Recently on the CBS television program 60 Minutes (“Hospitals: The Cost of Admission,” Dec. 2, 2012) there were allegations made by former emergency room physicians and employees of the 70-hospital corporation Health Management Associates (HMA) that they were expected to admit to hospital beds a specific percentage of patients seen in the emergency room (click here for a transcript of the broadcast). The implied reason for encouraging the doctors to meet admissions targets would be to increase revenue by filling the beds and billing for the services provided. The old saying was, “a filled bed is a billed bed.” An HMA spokesman refuted the allegations even before the program was aired and said that this was not company policy, “administrators cannot and do not admit patients,” and he claimed to be unfamiliar with the guidelines and reports produced by 60 Minutes as evidence of these policies. 60 Minutes reporter Steve Kroft said that, “Hardly anyone we talked to complained about the quality of care at HMA hospitals, only the quantity of care.”

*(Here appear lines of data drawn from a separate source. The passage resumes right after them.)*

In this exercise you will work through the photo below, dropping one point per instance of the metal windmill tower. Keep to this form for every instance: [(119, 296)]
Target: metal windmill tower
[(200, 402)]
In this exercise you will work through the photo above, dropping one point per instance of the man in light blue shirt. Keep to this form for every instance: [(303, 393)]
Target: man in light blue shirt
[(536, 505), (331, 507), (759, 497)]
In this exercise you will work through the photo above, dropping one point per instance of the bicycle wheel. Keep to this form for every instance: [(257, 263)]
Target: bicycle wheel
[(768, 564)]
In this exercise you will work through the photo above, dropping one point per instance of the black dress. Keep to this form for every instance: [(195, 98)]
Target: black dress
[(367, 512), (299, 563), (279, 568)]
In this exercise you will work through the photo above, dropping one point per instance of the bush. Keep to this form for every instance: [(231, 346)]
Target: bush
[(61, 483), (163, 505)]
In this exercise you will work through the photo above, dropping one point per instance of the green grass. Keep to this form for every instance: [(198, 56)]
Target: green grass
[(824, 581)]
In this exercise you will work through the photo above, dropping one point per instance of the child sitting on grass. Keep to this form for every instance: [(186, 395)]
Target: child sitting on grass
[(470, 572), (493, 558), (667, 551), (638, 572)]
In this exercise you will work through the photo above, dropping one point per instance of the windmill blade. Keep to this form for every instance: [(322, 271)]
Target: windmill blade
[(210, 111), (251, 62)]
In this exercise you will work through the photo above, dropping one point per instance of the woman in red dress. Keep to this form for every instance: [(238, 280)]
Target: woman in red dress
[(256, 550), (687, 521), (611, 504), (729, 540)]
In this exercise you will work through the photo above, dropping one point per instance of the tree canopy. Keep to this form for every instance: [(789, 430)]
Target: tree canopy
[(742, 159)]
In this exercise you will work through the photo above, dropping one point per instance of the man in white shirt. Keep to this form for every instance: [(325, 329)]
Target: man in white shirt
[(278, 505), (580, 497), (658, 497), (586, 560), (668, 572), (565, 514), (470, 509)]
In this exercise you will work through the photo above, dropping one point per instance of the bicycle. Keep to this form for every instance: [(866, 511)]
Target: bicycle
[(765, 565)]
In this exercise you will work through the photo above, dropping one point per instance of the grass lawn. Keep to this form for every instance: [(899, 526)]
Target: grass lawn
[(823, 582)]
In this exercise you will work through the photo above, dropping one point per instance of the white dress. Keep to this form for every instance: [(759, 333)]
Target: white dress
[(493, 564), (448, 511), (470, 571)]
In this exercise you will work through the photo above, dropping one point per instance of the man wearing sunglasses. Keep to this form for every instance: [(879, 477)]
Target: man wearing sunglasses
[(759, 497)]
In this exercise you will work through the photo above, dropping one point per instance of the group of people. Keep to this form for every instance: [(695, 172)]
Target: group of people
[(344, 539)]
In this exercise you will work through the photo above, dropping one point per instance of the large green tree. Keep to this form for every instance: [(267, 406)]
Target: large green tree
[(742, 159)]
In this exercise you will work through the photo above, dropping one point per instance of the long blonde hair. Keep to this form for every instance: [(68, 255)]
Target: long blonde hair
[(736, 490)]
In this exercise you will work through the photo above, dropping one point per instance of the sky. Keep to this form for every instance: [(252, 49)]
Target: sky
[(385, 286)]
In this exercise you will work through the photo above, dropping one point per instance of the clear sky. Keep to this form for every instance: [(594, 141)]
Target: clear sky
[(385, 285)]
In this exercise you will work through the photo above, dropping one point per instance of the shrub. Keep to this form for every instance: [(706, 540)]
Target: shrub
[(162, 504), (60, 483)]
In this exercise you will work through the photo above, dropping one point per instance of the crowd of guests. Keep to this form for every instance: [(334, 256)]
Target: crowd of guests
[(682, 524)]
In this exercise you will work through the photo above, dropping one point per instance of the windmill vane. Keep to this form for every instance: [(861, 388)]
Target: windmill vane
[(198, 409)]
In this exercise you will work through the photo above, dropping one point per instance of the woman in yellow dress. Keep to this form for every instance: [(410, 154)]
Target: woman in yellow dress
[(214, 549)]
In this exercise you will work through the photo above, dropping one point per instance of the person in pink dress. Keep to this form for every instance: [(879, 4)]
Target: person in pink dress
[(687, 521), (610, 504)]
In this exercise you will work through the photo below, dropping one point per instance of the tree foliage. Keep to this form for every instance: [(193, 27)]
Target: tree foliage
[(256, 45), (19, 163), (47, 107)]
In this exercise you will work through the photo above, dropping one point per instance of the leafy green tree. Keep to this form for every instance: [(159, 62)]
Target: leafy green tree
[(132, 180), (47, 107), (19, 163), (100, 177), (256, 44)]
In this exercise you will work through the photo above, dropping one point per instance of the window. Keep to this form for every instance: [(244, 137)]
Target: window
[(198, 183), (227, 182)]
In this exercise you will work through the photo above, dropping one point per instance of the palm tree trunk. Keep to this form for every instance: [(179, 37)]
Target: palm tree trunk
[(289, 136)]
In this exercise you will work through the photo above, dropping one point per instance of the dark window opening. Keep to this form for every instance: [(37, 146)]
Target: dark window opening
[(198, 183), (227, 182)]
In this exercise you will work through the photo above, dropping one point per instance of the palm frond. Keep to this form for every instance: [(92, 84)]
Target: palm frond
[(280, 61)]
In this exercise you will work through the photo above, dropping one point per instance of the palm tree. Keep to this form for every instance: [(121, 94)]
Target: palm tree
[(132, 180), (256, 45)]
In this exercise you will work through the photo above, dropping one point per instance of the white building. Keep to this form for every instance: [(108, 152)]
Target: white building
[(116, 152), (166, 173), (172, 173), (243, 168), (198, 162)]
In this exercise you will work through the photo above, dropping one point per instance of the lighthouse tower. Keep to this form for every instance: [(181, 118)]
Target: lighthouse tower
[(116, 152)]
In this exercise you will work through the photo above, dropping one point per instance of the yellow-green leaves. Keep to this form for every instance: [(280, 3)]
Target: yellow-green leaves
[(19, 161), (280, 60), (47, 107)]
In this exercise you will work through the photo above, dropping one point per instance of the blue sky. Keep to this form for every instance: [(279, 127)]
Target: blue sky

Putting aside the specific possibility of fraud or that administrators were practicing medicine, one should not be too surprised that such charges and refutations have occurred. Corporations, driven by the need for profit, now control most of organized health care delivery in this country. Hospitals have been joining for-profit and not-for-profit hospital systems for years to achieve economies of scale and negotiating power with insurers and lenders. Physicians are now being compelled to join together in Accountable Care Organizations (ACO) to meet the requirements for enhanced payments under Medicare.
While the 60 Minutes story dealt with the perceived over-admitting practices of HMA there have been stories elsewhere about pressure on physicians to discharge quickly so that hospitals would lower their expenditures and be able to keep more of the DRG or global fee for an admission. So, on one hand there are accusations of hospital corporations wanting more patients admitted so that greater revenues are achieved by filling beds, but in other circumstances physicians saying that hospitals award them bonuses when they discharge patients early. Both of these scenarios may be true to a certain extent, for many reasons, good and bad, and in many types of hospitals.
While some hospitals are locally controlled and managed, many belong to systems which must meet national standards for payment by Medicare and insurers. No longer can hospitals or their medical staffs limit their functions according to the expectations of the community or just accept the standard practice of medicine found there. Corporatization puts professional management in charge with obligations to stockholders as well as to the community. Managers will manage to increase revenues and this may mean putting pressure on, or setting expectations for, physicians to perform in certain ways for the benefit of the hospital and themselves.
This change, along with many others in the provision of health care, was not snuck in on us by a foreign power. The federal government and Wall Street investors were active participants in this evolution over the last 30-40 years. Many of the provisions of Obamacare are inevitable steps on this path and are not much different from what would have happened under a President Romney. Health care has gone from a social good to a corporate service.